# Emergency Antiwar Demonstration 12/12



## Apples (Dec 11, 2009)

Anyone who can get to DC tomorrow should hit this up. Only heard about it yesterday, so sucks its so short notice, but I thought I'd share it anyway. Here's what I was sent:

EMERGENCY ANTIWAR DEMONSTRATION
Saturday, Dec. 12, 2009 • 11 am • Washington DC

Stop the Obama-Pelosi-Reid
Escalation of the Afghan War!
Lafayette Park | White House
Metro: Farragut West or Farragut North
Come hear Sen. Mike Gravel, Hon. Betty Hall, Cynthia McKinney, David Swanson, Lynne Williams, Granny D, Ron Fisher, Chris Hedges, others TBA...
Laurie Dobson, Moderator

Under Obama-Pelosi-Reid, the US has already sent about 35,000 more troops into the Afghanistan graveyard of empires. Now, Obama is considering another round of re-enforcements—an Afghan surge expected to number about 40,000 additional GIs.
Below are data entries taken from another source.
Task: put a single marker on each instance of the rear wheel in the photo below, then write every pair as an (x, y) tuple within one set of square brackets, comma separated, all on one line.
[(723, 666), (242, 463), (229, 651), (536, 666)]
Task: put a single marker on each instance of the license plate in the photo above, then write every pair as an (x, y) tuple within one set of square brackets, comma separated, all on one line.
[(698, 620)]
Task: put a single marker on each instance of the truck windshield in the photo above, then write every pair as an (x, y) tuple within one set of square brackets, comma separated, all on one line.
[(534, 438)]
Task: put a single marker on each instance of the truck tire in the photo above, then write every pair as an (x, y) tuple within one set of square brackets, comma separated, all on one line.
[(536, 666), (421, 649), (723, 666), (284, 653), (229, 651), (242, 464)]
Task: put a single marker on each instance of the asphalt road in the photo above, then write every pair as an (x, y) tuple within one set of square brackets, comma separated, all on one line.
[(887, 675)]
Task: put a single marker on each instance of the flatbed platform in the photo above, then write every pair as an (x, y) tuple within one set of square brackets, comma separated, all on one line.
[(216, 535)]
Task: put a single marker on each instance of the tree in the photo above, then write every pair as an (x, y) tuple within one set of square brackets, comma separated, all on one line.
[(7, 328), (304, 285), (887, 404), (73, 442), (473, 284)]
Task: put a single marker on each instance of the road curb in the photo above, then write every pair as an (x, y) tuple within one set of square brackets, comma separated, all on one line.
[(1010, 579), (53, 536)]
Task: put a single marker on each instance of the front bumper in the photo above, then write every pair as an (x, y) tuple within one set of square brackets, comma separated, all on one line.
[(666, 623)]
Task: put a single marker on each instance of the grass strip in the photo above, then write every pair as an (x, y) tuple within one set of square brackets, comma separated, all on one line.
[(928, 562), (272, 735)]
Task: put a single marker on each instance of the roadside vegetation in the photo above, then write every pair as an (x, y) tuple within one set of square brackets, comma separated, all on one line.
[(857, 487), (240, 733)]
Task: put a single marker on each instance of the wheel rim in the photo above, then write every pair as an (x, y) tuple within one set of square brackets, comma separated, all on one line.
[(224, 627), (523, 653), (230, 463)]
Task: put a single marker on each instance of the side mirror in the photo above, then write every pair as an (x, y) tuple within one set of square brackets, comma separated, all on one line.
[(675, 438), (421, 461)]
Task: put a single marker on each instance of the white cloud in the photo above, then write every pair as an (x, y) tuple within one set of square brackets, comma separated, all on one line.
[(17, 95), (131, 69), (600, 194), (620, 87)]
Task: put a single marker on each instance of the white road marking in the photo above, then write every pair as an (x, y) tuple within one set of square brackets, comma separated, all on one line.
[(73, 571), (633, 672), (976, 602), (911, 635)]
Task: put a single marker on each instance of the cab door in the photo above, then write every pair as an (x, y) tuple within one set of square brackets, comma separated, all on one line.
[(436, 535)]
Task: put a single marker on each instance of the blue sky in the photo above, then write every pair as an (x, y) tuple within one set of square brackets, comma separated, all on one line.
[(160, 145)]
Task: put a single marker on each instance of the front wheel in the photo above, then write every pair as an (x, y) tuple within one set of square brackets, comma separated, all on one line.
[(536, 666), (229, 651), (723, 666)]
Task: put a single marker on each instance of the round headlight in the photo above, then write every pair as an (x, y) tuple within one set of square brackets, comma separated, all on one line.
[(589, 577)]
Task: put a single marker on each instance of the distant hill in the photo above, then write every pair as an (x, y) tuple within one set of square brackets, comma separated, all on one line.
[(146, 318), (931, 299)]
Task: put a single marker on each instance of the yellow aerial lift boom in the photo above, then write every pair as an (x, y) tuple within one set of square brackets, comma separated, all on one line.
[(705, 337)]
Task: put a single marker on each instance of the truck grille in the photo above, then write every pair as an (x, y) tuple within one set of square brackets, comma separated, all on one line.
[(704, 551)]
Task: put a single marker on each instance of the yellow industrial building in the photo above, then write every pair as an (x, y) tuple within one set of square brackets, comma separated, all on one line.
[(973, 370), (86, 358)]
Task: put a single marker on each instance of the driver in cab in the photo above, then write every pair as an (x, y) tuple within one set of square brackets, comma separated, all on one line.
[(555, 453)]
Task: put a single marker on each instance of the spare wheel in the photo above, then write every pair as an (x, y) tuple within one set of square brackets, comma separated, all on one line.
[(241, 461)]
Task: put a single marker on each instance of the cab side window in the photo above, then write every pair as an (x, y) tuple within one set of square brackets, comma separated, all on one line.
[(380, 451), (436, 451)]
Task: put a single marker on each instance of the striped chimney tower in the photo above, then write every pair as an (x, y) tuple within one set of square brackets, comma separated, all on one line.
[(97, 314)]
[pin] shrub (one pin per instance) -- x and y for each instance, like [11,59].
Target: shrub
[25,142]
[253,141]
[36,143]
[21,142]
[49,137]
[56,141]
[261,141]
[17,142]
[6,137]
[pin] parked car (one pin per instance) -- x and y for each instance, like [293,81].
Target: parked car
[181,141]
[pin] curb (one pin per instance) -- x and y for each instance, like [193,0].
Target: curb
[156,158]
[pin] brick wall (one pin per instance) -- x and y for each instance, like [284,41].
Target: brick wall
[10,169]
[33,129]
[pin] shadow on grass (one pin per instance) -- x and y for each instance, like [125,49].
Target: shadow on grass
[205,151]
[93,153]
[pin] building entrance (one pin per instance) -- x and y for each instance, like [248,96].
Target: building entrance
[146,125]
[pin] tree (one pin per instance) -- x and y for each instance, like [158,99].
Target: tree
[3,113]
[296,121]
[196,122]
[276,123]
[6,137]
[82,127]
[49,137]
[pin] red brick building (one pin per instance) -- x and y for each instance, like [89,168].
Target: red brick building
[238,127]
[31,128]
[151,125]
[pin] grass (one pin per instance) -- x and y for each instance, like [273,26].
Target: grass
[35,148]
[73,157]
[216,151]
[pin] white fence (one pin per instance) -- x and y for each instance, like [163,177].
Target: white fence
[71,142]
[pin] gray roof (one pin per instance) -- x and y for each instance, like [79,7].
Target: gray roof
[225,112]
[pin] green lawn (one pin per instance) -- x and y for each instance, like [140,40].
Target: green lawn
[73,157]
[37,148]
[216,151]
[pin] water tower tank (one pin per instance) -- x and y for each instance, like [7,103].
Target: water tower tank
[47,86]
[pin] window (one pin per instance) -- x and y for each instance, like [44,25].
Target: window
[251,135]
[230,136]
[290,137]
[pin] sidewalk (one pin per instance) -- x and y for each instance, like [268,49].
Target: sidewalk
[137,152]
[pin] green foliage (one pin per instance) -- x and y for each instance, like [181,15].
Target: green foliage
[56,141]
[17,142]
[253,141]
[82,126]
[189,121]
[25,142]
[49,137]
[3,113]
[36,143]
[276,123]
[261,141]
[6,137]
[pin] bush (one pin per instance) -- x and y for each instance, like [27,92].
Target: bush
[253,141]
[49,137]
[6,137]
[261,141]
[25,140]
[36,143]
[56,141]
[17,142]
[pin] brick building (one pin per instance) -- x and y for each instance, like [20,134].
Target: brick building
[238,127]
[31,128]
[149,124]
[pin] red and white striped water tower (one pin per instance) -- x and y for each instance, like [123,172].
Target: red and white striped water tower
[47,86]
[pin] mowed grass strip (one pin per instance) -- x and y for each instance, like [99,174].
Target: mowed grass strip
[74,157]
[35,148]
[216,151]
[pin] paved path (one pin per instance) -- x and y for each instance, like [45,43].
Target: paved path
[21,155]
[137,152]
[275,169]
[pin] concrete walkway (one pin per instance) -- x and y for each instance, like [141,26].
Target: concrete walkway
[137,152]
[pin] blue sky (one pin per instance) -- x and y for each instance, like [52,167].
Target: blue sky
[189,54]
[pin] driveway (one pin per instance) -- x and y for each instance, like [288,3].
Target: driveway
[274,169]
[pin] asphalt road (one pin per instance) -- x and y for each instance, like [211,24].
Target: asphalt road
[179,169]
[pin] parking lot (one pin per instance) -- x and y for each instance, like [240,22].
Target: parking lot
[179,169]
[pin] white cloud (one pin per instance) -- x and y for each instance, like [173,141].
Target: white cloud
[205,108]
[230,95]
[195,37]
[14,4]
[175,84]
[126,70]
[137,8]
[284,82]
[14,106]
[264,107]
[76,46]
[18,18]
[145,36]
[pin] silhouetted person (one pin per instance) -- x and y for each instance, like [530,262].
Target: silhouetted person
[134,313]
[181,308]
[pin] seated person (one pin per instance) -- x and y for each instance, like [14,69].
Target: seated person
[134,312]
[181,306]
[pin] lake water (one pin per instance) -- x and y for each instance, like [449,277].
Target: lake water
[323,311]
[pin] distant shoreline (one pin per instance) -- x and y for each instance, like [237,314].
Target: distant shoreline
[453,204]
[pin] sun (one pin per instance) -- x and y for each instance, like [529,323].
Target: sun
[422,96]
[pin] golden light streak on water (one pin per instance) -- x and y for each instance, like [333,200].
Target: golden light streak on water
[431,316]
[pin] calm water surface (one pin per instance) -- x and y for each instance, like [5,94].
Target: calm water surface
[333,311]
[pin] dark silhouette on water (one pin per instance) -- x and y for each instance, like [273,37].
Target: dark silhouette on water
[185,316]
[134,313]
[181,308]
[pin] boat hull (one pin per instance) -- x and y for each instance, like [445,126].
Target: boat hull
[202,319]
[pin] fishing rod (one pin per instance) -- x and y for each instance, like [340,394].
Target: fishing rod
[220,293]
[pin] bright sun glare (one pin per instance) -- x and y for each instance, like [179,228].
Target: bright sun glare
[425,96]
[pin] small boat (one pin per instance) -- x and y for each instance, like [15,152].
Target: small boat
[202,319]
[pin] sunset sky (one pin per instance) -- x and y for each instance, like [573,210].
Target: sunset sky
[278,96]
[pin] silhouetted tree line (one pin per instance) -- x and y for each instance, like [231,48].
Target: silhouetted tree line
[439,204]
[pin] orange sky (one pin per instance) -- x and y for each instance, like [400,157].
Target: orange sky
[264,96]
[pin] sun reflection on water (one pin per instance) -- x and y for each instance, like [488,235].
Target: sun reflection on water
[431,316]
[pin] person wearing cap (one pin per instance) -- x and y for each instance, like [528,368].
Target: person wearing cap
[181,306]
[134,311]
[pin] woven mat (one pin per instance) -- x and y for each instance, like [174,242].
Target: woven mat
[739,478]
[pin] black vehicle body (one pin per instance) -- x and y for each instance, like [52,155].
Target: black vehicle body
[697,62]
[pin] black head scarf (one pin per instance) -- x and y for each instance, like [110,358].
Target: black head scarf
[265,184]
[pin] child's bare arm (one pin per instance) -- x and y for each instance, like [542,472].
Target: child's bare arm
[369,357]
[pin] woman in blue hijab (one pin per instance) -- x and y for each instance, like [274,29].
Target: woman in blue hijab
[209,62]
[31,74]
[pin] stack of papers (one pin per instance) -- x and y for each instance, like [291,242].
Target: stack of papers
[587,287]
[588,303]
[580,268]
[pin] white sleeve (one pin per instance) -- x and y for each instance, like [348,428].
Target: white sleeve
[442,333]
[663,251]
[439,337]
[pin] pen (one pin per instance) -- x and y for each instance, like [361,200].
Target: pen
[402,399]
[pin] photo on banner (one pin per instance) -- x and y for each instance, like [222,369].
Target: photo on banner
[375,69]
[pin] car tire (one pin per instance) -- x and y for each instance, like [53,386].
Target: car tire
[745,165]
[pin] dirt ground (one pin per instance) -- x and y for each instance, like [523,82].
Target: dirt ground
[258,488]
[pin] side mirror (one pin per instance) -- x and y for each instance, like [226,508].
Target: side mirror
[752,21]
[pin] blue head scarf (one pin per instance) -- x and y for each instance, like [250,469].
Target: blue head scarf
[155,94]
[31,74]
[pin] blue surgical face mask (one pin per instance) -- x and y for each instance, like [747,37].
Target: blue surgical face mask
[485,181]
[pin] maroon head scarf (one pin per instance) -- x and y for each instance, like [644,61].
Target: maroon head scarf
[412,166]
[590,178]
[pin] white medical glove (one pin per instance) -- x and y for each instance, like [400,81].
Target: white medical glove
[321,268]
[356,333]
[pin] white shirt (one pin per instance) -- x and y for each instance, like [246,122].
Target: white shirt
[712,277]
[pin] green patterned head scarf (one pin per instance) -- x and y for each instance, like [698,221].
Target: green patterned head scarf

But there is a real faction fight in the administration about whether to escalate. Obama is getting plenty of advice from the war party—from Petraeus, McChrystal, and Mullen. It is time Obama, Pelosi, and Reid heard a clear message from a resurgent antiwar movement demanding no escalation and an immediate pullout of all US forces from Afghanistan and Iraq, plus an immediate halt to Predator drone attacks and CIA operations in the region.

Hope to see some of you there.


----------